Yeah, it’s weird. I feel like all of this is a weird hallucination that I’m having. Here I am in Hollywood, and today it’s beautiful in Beverly Hills and the sun’s coming in — how could that ever be possible? Or I’m still in prison and I’m asleep having this dream right now. In some ways, that seems more real. Then other times, all of that feels like a fucking weird dream and getting to be an artist is what’s real.

How did you come to terms with that life so that you could move on?
It was my mom dying. I told her I was gonna change my life around. I told her I’m gonna have a baby and name her Carol Sue — that’s my mom’s name. I’m gonna figure it out. I’m gonna find someone who will love me. I just made all her all of these promises. She squeezed my hand like she heard me. About a week or so later, she died and I decided that this is what I’m gonna do. My girlfriend said, since I was always talking about making movies, let’s move to California. And we did. We packed my dog, Myra, and everything we had in a van — my band’s van at the time — and we just drove across the country and we came up here to make movies. I didn’t know anyone, and I’m like, How the fuck do you make movies? [Laughs.]

Do you feel regret for the things you did as a gang member?
Oh, my whole life I’ll never know joy. My whole life, I have this fucking body bag of shame that I just carry everywhere. Even coming in here. Like, this isn’t a weird name-dropping thing, but I was going to meet an actor at the Chateau Marmont and I felt like everyone thought I was gonna steal the fucking silverware. You know what I mean? I just feel I cover everything in this slime. I feel a lot of shame for everything. The Sundance Labs taught me tools to express myself with art instead of violence, but it still feels weird. I’m still disaffected. I’m still hurt. I’m still just as scared and sad, and I still have so much rage inside me of how awful people are to each other and to things.

How long were you in prison?
I was a criminal for two decades, so my average was pretty good. I was in prison for a year and a day. I was really lucky.

Was it the hardest year of your life?
It was because I had come so close. I was arrested the same day my manager had called to tell me we had been financed for the film. Then I walk outside the next day and it was just like a CBS procedural. All of these people came out of nowhere and their guns are on. They’re just like, “Mr. James.” To this day, people call me “Mr. James” and I get a chill.

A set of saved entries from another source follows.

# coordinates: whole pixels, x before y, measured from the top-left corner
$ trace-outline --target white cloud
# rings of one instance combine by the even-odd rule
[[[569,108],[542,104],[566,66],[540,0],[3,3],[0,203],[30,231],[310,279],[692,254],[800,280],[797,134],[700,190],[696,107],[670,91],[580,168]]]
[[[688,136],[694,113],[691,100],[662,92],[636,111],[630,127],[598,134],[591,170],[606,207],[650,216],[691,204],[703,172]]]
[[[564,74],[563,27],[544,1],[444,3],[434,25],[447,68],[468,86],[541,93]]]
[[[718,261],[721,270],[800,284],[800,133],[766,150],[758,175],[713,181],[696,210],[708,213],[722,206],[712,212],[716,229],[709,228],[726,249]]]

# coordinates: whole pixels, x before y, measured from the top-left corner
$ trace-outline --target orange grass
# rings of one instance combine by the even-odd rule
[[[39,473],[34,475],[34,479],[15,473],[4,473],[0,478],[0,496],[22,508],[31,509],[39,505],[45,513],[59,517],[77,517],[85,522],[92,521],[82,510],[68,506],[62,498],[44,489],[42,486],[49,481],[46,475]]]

I got locked up and we had to put the house up to get me out. That was the longest night of my life, thinking, All of this is over. I’m going back to where I came from. It had been a few weeks since I’d taken this vow of nonviolence with Robert Redford never to raise my fist again. When I came in the shackles the next day into the courtroom, my wife was there, my manager, and everyone just rallied around me. That’s the reason I only did a year.

How do you feel your life experience helps you run a TV show?
It’s like that same desire of wanting a family and finding other people who had been thrown away. I feel like that with the actors. For us all to have the same complexion of skin just means the world. Usually, we are just the one and everyone else is white. To see all of us in the room was really cool. It doesn’t mean everything, but it means a lot.

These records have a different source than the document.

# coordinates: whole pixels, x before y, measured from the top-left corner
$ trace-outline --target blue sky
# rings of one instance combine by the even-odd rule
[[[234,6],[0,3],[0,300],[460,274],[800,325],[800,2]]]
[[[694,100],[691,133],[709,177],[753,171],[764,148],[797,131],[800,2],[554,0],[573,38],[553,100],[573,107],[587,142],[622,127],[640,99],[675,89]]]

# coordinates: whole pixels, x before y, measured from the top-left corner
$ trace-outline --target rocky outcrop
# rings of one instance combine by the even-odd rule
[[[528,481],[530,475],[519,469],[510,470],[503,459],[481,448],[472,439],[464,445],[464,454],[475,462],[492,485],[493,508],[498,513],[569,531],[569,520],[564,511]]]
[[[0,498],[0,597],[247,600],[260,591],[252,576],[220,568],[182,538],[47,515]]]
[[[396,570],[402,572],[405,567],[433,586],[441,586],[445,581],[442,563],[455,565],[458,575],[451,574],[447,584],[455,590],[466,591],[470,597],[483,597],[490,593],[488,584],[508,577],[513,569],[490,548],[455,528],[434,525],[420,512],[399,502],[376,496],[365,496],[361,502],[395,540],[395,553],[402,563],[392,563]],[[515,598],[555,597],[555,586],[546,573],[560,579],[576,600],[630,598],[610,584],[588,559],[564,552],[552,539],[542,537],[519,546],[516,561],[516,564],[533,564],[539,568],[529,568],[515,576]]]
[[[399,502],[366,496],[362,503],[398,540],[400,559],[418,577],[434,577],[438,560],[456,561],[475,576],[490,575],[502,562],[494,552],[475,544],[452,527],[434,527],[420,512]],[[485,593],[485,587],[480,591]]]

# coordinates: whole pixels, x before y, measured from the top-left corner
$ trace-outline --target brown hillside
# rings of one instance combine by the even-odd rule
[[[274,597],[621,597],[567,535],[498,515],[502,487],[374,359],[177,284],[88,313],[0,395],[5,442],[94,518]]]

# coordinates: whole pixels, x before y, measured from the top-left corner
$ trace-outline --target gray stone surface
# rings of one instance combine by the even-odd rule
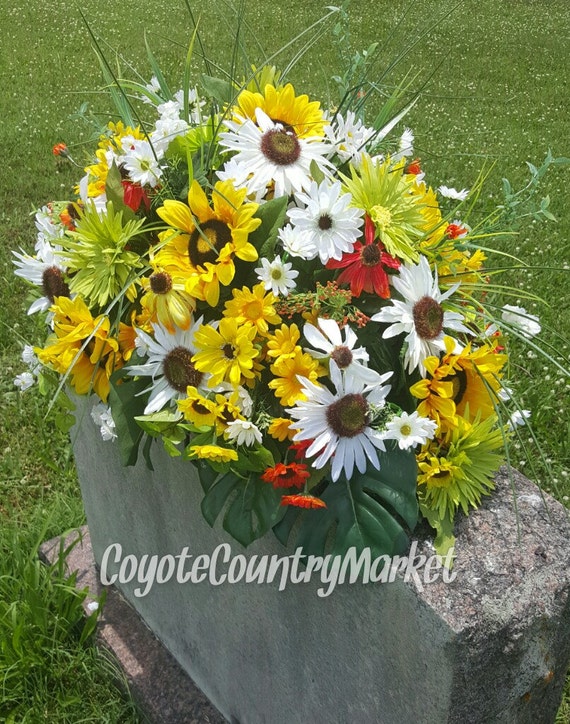
[[[95,559],[292,553],[271,537],[244,551],[200,514],[191,465],[153,448],[155,472],[121,468],[85,417],[73,437]],[[516,508],[516,509],[515,509]],[[197,686],[241,724],[550,724],[570,657],[570,523],[523,476],[457,526],[457,573],[418,590],[318,581],[275,585],[169,583],[122,593]],[[431,553],[427,541],[421,543]],[[117,570],[118,566],[113,570]],[[111,570],[111,569],[110,569]]]

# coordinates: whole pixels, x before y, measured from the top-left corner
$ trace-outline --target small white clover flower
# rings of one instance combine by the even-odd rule
[[[263,439],[259,428],[249,420],[232,420],[224,434],[228,440],[246,447],[252,447],[256,443],[261,445]]]
[[[281,257],[277,255],[273,261],[269,259],[261,259],[261,266],[257,267],[255,273],[257,278],[265,287],[265,291],[273,292],[278,297],[282,295],[288,296],[291,289],[295,289],[296,277],[299,272],[293,269],[293,265],[289,262],[281,261]]]

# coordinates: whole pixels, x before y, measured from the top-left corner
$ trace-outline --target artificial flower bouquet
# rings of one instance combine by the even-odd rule
[[[92,395],[126,464],[161,439],[244,545],[395,554],[422,515],[444,552],[521,417],[505,332],[539,330],[489,284],[477,192],[430,186],[406,109],[366,125],[267,66],[186,86],[131,83],[85,163],[54,148],[81,174],[14,253],[47,322],[20,386]]]

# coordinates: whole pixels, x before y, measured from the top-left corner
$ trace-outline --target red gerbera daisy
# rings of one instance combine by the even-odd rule
[[[327,269],[344,269],[337,281],[339,284],[349,284],[355,297],[364,291],[388,299],[390,285],[386,269],[399,269],[400,260],[388,254],[380,240],[375,241],[375,234],[374,222],[366,216],[365,243],[357,241],[353,252],[343,254],[340,261],[331,259],[327,262]]]
[[[281,505],[294,505],[297,508],[326,508],[327,504],[324,500],[316,498],[314,495],[284,495],[281,498]]]
[[[274,488],[302,488],[305,480],[310,477],[311,473],[307,466],[303,463],[277,463],[273,468],[266,468],[261,479],[266,483],[271,483]]]
[[[313,444],[313,440],[301,440],[300,442],[294,442],[289,445],[289,450],[295,451],[295,460],[304,460],[305,452]]]

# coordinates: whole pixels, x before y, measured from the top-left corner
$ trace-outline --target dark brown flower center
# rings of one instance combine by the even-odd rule
[[[168,384],[177,392],[187,387],[198,387],[204,376],[192,363],[192,352],[186,347],[175,347],[164,358],[162,371]]]
[[[352,350],[348,347],[335,347],[331,352],[331,359],[334,359],[340,369],[344,370],[352,363]]]
[[[453,395],[452,399],[456,405],[461,403],[465,390],[467,389],[467,374],[465,370],[458,369],[454,375],[447,375],[442,379],[442,382],[451,382]]]
[[[435,339],[443,329],[443,307],[433,297],[422,297],[414,304],[414,326],[421,339]]]
[[[360,259],[364,266],[376,266],[380,261],[381,252],[378,244],[366,244],[360,252]]]
[[[201,402],[198,402],[198,400],[194,400],[194,402],[192,403],[192,409],[198,415],[209,415],[210,414],[210,410],[208,410],[208,408],[205,405],[203,405]]]
[[[214,263],[224,246],[232,240],[230,227],[220,219],[210,219],[194,229],[188,241],[188,256],[193,266]]]
[[[42,274],[42,291],[44,296],[53,303],[56,297],[68,297],[69,287],[65,283],[61,269],[49,266]]]
[[[321,217],[319,219],[319,229],[321,231],[328,231],[329,229],[332,229],[332,219],[329,214],[321,214]]]
[[[339,437],[355,437],[368,425],[368,402],[363,395],[345,395],[329,405],[326,417],[330,428]]]
[[[228,359],[234,359],[234,357],[235,357],[234,348],[233,348],[233,346],[232,346],[231,344],[229,344],[229,343],[228,343],[228,344],[224,344],[224,346],[222,347],[222,352],[226,355],[226,357],[227,357]]]
[[[293,131],[272,128],[261,137],[261,152],[277,166],[290,166],[301,155],[301,145]]]
[[[166,272],[155,272],[149,278],[150,288],[155,294],[167,294],[172,289],[172,277]]]

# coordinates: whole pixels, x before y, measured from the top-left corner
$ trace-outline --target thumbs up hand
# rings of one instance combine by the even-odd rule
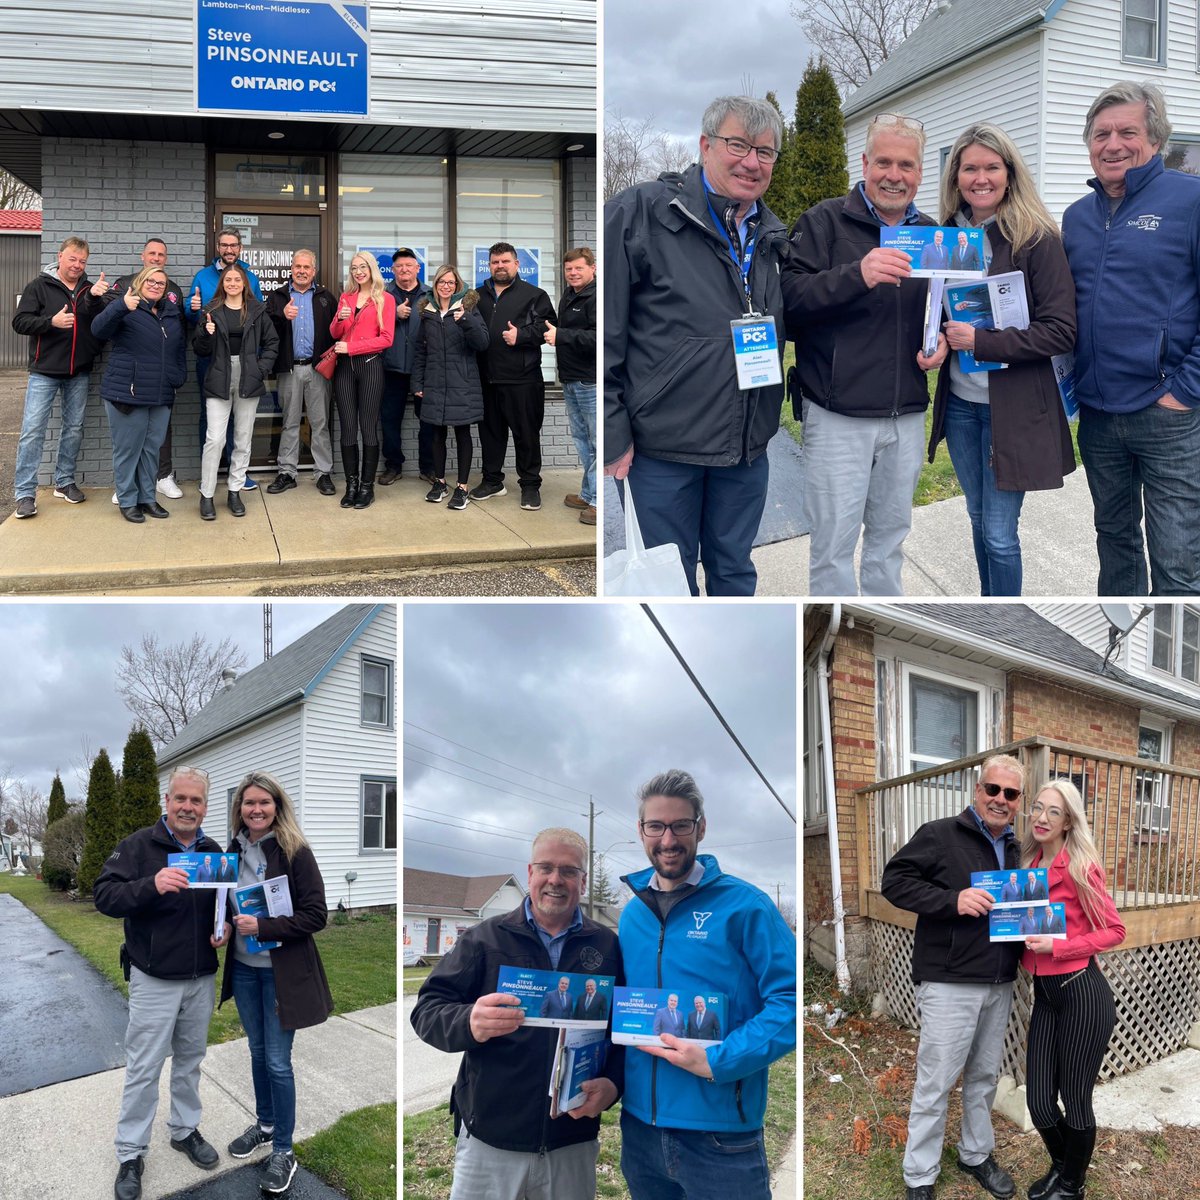
[[[129,291],[127,291],[125,295],[121,297],[121,299],[125,301],[125,307],[129,309],[130,312],[133,312],[133,310],[138,306],[139,297],[133,288],[130,288]]]
[[[553,346],[554,339],[556,337],[558,337],[558,330],[555,329],[554,326],[551,325],[549,321],[547,321],[546,322],[546,333],[545,333],[546,345]]]
[[[294,321],[300,315],[300,308],[296,304],[295,300],[289,300],[283,306],[283,315],[287,317],[289,321]]]
[[[70,329],[75,324],[75,314],[64,304],[62,310],[50,318],[50,324],[55,329]]]
[[[209,337],[212,337],[212,335],[217,332],[217,327],[213,324],[212,313],[209,313],[204,318],[204,332],[207,333]]]
[[[104,282],[104,272],[100,272],[100,278],[92,284],[92,295],[99,297],[103,296],[108,291],[108,284]]]
[[[192,293],[192,312],[199,312],[199,311],[200,311],[200,289],[197,288]],[[211,332],[211,330],[209,332]]]
[[[507,328],[500,335],[510,346],[517,344],[517,327],[509,321]]]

I think we’re all just broken and fucked up. Most of us are mixed. Everyone wants to talk about how this is a Mexican-American show, but the truth of the matter is, we are American. Like we’re all fucking mixed, all right? There’s a small difference between being an outlaw or a criminal and being an artist. It’s what you do with how fucked up you are and what your damage is, whether you inflict it on the world or whether you try to create something out of it.

This interview has been edited and condensed.